When he reflects on things he would have liked to have known earlier, Gene wishes that graduate students had some kind of specific training to help them prepare for what happens if they decide not to become professors. Lots of people graduate and go on to have postdoc after postdoc without landing in a tenure track position; others, like Dr. Cassidy, decide before finishing their degrees that they want to pursue other careers. When faculty disparage the idea that U of M would train PhD students for anything other than academia, it shuts down the conversation about other career outcomes that might be more desirable for some newly minted PhDs. The face of the academy has changed in recent years, and Gene believes that graduate programs need to change with it. One change that would be useful for those who go on to tenure track careers as well as those who pursue other teaching positions would be a course or a series of workshops on pedagogy. Gene felt that teaching his own course to U of M undergrads was a fantastic opportunity to develop his teaching skills, but wasn’t built into the program, nor was it available to all PhD students. Ultimately, he thinks it’s important for departments and the graduate school to show support for graduate students intending to pursue a variety of careers. Visits from alumni working outside the tenure track, which many departments have organized in recent years, are a helpful way to show that there is a world outside what PhD students in the humanities are generally trained to imagine for themselves. Seeing people thriving in other fields would help to dispel the notion that such people “couldn’t cut it” in academia by presenting career diversity as a choice rather than a failure.

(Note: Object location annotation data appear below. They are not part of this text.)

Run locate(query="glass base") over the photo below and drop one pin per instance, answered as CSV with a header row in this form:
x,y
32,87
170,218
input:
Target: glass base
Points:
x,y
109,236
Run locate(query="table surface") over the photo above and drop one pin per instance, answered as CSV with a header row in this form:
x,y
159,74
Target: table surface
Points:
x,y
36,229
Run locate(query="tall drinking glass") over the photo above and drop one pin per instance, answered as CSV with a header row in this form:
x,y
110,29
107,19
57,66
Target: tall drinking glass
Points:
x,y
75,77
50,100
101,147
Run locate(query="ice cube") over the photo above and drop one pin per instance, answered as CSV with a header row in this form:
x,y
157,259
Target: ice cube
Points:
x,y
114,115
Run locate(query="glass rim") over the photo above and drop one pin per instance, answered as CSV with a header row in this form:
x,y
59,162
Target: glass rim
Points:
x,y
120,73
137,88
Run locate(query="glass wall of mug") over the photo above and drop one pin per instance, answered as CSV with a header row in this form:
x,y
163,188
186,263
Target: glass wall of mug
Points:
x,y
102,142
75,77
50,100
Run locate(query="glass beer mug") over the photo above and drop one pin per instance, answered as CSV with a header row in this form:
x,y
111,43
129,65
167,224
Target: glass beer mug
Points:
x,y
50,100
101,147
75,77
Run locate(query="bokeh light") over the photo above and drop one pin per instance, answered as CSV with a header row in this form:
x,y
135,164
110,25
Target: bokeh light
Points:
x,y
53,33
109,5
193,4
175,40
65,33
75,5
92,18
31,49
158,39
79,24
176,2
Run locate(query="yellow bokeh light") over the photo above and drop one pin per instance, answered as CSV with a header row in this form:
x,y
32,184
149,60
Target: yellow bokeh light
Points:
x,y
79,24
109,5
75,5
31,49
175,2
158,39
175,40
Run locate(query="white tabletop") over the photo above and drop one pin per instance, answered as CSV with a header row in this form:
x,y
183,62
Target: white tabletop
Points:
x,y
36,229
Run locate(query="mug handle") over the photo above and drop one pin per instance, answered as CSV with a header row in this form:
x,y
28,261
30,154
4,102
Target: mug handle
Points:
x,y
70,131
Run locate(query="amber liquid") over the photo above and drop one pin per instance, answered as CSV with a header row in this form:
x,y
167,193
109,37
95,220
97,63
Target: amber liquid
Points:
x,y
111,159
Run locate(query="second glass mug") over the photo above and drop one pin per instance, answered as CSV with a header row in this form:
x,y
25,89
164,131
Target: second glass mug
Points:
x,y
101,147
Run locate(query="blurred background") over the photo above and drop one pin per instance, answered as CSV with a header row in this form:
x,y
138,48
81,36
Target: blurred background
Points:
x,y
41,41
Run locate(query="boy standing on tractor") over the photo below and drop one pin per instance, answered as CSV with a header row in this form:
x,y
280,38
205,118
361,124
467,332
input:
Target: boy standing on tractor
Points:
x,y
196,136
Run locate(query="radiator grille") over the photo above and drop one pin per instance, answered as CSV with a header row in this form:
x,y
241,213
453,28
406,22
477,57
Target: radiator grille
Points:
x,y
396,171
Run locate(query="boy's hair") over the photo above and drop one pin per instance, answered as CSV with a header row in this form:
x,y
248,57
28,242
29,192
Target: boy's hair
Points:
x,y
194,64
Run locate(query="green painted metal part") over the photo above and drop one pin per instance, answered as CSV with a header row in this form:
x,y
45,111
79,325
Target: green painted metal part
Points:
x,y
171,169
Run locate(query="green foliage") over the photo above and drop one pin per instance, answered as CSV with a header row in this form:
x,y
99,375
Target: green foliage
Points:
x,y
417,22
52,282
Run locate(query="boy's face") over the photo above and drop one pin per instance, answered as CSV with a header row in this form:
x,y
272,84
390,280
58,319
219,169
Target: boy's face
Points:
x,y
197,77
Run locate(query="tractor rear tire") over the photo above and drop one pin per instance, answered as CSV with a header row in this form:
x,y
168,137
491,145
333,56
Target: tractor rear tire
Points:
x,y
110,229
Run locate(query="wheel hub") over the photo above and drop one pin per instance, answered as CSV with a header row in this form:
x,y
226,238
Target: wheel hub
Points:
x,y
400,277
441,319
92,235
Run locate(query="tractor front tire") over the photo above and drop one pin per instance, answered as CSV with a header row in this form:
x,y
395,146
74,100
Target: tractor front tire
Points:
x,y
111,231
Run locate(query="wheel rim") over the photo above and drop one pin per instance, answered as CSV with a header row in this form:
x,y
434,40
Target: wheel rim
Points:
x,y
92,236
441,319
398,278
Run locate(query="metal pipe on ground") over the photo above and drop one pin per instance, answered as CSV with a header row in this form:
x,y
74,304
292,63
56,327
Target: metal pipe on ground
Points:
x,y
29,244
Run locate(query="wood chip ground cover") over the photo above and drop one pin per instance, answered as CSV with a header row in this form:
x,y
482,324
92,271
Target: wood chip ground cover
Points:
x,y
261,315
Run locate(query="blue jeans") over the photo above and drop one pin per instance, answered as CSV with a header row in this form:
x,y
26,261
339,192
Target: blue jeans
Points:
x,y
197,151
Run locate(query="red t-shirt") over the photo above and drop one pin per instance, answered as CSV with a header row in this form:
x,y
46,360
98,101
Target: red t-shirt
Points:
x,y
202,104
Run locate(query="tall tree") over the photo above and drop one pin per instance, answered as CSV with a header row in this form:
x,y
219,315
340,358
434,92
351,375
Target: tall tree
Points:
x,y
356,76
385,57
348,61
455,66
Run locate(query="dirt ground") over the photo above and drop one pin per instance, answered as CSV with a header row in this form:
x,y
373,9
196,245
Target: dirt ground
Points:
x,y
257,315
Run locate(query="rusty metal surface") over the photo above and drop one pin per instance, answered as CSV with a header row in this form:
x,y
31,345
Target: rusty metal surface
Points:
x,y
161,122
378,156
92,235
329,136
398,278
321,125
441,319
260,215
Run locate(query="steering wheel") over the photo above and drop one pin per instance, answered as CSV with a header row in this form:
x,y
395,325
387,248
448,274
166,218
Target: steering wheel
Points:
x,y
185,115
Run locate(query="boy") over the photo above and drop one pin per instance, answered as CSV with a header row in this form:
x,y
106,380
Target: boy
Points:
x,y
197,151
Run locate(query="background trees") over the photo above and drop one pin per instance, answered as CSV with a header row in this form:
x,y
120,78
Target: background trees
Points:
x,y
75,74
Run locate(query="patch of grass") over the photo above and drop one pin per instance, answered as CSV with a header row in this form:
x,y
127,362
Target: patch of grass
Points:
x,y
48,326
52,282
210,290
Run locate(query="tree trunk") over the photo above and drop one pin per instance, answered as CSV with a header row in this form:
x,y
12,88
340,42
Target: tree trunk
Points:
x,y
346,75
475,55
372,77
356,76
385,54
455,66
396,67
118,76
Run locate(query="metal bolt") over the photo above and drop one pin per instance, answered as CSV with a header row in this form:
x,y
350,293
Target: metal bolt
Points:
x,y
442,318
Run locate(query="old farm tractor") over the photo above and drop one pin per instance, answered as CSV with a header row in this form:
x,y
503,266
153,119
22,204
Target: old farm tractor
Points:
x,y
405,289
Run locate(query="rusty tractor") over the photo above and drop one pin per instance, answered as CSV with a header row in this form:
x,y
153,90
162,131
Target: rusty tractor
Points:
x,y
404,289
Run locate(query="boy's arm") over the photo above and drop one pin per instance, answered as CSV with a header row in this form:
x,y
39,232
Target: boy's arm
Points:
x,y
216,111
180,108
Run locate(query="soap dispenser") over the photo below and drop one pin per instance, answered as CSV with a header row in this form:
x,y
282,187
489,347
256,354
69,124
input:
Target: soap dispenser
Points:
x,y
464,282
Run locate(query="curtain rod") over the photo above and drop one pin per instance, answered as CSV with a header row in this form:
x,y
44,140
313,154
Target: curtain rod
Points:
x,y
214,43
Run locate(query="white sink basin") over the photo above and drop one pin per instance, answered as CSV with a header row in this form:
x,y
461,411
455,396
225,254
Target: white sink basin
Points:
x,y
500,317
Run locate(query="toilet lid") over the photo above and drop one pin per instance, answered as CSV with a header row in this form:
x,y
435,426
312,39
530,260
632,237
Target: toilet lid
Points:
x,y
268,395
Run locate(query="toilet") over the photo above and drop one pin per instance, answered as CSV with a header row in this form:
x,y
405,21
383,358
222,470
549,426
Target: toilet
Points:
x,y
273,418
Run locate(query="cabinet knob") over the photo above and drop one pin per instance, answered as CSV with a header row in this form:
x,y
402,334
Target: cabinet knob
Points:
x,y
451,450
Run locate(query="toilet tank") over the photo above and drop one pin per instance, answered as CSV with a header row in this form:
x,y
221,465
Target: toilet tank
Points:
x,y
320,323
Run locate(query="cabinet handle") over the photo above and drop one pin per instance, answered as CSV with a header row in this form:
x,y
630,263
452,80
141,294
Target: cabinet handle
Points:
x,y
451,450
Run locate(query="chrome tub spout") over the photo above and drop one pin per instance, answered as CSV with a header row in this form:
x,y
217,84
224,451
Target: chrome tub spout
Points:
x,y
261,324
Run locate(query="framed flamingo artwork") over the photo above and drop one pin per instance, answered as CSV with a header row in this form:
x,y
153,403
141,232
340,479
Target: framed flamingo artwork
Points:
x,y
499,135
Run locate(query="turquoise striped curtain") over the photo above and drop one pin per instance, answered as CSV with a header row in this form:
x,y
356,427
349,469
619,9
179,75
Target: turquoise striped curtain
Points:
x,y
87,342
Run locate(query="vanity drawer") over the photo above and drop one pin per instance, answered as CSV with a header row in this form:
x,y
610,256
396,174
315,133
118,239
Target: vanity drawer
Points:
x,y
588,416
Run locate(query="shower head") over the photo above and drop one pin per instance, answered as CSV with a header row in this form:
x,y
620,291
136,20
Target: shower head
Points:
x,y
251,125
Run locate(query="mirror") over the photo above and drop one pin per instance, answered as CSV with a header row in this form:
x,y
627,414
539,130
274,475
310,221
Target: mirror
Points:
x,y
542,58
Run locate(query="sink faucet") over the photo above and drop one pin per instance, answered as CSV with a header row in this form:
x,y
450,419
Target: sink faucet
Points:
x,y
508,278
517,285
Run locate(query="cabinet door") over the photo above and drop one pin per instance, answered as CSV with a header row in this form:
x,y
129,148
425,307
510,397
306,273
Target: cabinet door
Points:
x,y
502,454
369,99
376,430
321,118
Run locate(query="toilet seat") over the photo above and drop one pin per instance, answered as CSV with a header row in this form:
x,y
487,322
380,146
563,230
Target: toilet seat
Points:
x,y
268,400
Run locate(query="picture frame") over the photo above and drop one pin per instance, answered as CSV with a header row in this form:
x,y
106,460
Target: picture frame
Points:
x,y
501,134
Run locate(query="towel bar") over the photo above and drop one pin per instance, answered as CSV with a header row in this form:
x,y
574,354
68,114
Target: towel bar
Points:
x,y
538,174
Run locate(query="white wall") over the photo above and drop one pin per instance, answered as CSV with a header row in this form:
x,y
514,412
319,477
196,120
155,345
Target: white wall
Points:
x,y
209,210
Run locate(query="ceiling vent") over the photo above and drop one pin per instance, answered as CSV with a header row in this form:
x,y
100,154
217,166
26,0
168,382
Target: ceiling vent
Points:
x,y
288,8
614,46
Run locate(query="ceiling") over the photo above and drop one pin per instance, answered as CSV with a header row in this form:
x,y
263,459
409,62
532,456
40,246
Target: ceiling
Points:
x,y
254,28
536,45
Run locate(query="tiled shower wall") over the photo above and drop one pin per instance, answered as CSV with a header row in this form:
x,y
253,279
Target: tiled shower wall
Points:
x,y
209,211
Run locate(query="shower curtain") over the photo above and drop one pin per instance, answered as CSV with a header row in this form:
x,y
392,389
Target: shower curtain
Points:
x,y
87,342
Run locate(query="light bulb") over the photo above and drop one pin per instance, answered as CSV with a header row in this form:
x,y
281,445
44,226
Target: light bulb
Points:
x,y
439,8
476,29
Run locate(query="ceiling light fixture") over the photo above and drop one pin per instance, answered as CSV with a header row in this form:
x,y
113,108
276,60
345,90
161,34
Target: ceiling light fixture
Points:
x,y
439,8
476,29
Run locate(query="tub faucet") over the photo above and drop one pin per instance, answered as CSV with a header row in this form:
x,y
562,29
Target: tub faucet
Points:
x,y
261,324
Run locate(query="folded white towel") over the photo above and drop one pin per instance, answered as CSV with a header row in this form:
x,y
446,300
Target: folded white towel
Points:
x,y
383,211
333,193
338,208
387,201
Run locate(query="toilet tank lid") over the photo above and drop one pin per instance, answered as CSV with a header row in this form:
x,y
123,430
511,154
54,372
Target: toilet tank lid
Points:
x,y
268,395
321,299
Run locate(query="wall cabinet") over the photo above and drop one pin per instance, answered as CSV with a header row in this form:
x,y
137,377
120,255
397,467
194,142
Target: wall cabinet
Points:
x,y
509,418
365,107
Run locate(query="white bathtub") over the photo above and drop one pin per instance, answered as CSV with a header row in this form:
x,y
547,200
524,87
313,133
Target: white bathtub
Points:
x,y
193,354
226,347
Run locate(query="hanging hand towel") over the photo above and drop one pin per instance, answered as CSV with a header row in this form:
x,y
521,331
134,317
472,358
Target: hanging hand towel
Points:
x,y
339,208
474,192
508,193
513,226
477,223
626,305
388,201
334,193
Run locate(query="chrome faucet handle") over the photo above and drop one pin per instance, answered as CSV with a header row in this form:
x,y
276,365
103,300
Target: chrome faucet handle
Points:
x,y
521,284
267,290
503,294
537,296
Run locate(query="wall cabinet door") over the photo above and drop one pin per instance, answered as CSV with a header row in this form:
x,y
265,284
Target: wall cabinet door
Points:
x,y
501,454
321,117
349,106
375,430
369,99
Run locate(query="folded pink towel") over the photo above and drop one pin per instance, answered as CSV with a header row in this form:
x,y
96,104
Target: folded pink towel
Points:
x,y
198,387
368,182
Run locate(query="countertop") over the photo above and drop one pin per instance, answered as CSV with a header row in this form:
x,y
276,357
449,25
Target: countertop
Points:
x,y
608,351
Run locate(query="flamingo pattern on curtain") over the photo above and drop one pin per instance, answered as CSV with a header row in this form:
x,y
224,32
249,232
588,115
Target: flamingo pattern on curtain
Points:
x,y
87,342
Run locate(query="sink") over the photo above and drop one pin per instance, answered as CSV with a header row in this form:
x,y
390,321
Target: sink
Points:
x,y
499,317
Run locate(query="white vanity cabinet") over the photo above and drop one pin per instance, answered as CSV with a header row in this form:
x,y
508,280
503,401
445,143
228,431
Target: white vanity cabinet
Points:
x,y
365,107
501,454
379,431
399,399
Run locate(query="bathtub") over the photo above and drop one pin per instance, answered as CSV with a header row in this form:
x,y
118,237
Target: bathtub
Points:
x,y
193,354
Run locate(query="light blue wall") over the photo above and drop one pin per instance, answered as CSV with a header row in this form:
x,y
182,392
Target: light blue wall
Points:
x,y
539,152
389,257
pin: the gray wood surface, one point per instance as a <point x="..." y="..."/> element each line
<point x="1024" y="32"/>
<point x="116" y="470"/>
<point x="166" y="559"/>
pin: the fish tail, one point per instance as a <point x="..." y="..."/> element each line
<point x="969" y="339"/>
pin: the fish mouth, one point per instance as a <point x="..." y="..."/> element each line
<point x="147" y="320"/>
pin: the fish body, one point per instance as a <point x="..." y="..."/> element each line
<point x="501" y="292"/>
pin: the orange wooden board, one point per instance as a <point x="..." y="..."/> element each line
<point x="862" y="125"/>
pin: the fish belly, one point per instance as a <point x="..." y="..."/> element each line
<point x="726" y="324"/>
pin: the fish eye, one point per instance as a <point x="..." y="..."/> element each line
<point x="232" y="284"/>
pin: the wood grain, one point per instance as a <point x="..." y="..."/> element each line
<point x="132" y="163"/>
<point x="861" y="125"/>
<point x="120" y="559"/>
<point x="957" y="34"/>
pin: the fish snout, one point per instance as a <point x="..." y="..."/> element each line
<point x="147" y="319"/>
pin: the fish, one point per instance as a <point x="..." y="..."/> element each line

Regardless of your goals, Dr. Cassidy believes graduate students should keep in mind the possibility of not going into the academy—and they should think about it more than six months before their dissertation defense. Keeping multiple possibilities in mind will help them to make the best decisions they can while still in school. If a teaching opportunity comes up, he emphasizes, take it. If you do make a decision to pursue career paths other than the tenure track, you have to wrestle with the personal implications of that transition, which is often difficult after years of building an identity as a scholar. If you’re planning to transition out of academia, he says, it’s important to start dealing with the sometimes painful reality of the identity shift as early as possible, so you can move towards a new career path with confidence. Dr. Cassidy has seen candidates with PhDs apply for teaching positions at Miss Porter’s who make it clear they still have one foot in the academy. Their cover letters focus on research interests and publications rather than pedagogy and classroom style, which puts them at a disadvantage relative to other candidates whose commitment to teaching is clearer.

Should you choose a humanities career path outside of the traditional tenure track, Dr. Cassidy suggests, do so with intention and focus. Think about why you are choosing a particular field or industry, and work on adapting your application materials in conjunction with your new professional identity. With lots of hard work and perseverance, you may end up like Dr. Cassidy, who often asks people who question his career choice: “Do you feel lucky every morning when you wake up? I do!”